The next day, Weathers was alive to the surprise of fellow climbers and medical experts alike and was evacuated by helicopter.


4 /10 The Price He Paid

Suffering severe frostbite and hypothermia eventually led to losing part of his nose and feet, all fingers of his left, and an amputation of his right arm.

This was the small price Weathers had to pay for his time climbing the Summit of Everest. But looking on the bright side of things, he realized his dreams of climbing Mount Everest and made history for it.

One may call this feat a price-worthy achievement and deserving of the sacrifices made.


3 /10 Liberation At Last

Irrespective of Weathers’ Everest ordeal, he described his aftermath feeling as “liberated.”

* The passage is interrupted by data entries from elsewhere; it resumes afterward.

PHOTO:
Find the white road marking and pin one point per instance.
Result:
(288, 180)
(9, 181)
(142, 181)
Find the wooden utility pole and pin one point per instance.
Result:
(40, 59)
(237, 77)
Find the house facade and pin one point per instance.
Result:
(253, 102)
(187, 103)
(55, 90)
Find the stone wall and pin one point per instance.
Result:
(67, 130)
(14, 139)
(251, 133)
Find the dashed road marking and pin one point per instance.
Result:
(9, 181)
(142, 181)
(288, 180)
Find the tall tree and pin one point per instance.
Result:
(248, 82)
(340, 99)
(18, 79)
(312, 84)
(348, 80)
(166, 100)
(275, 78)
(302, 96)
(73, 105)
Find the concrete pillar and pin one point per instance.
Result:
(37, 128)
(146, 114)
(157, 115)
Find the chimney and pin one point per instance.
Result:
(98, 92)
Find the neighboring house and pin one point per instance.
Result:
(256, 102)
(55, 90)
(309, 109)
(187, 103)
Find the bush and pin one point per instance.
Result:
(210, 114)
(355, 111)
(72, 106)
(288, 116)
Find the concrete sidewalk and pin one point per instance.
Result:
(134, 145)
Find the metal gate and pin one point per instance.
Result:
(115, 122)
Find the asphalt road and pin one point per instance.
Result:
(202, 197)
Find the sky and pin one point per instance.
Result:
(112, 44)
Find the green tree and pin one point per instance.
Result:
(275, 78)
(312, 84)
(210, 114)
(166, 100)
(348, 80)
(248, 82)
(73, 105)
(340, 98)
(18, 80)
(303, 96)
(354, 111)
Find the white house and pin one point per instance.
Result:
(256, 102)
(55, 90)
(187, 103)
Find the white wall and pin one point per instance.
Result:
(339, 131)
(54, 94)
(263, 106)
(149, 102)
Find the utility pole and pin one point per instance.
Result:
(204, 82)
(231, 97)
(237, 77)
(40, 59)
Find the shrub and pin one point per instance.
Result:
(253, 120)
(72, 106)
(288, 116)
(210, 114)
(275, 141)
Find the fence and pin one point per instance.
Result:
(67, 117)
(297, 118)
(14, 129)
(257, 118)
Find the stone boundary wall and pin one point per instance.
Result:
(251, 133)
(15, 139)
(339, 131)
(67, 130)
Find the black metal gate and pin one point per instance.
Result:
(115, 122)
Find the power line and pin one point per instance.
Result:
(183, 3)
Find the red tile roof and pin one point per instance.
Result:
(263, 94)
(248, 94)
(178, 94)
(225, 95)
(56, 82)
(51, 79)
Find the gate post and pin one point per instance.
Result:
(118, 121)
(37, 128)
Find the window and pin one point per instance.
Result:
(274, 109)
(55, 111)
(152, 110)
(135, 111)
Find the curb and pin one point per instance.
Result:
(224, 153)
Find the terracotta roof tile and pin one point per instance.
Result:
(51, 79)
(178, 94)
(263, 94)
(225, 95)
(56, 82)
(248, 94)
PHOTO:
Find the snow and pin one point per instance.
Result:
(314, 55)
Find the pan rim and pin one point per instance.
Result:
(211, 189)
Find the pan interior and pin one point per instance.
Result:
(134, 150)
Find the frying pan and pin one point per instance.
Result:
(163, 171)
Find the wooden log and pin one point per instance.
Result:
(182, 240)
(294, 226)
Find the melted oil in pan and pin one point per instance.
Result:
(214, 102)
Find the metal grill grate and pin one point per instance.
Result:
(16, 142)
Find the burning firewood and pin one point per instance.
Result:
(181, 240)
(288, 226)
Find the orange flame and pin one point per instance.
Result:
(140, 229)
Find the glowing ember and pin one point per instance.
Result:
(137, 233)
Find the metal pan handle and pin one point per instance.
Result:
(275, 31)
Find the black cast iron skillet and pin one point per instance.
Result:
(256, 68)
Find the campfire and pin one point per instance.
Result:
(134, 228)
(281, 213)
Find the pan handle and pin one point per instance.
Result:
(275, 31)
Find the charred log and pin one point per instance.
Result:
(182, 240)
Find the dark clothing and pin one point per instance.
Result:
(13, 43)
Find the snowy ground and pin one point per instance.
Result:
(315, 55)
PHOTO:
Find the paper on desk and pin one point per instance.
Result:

According to him, he no longer seeks to define himself externally through goals and achievements, and for the first time in his life, he has peace.

Not only that, but he also feels comfortable in his skin for the first time. Although he lost some parts of his body, he regained his mental freedom, and for so many like Weathers, this is all that matters.

Rotten Tomatoes

2 /10 Weathers' Ordeal In Media

One of the few ways to communicate an ordeal to the public is by making a movie based on actual life events or writing a book about it.

You’re in luck because both forms of publication were made off Weathers and the Mount Everest disaster of 1996.

In 1997, Richard Jenkins portrayed the role of Weathers in the film Into Thin AirDeath on Everest, and Josh Brolin portrayed the same in the 2015 film Everest.


1 /10 25 Years Post Everest

In 2000, Weathers published his book, Left for Dead: My Journey Home from Everest. It contains his experience on Everest, his life before and after that.

Following his near-death experience on that day, Weathers (now 74) delivers motivational speeches across many cities and still practices as a pathologist at Medical City Dallas Hospital.

Weathers was also able to salvage his marriage to Peaches which was on the brink of dissolution. They take pleasure in telling how they strived to make it work. 

He suffered frostbites, amputation, an almost-ended marriage, and even had a near-death experience.

Still, Beck Weathers lives a happy life today, is a sensational figure for many, and a role model for others. It proves to show that life is only what you choose to make out of it.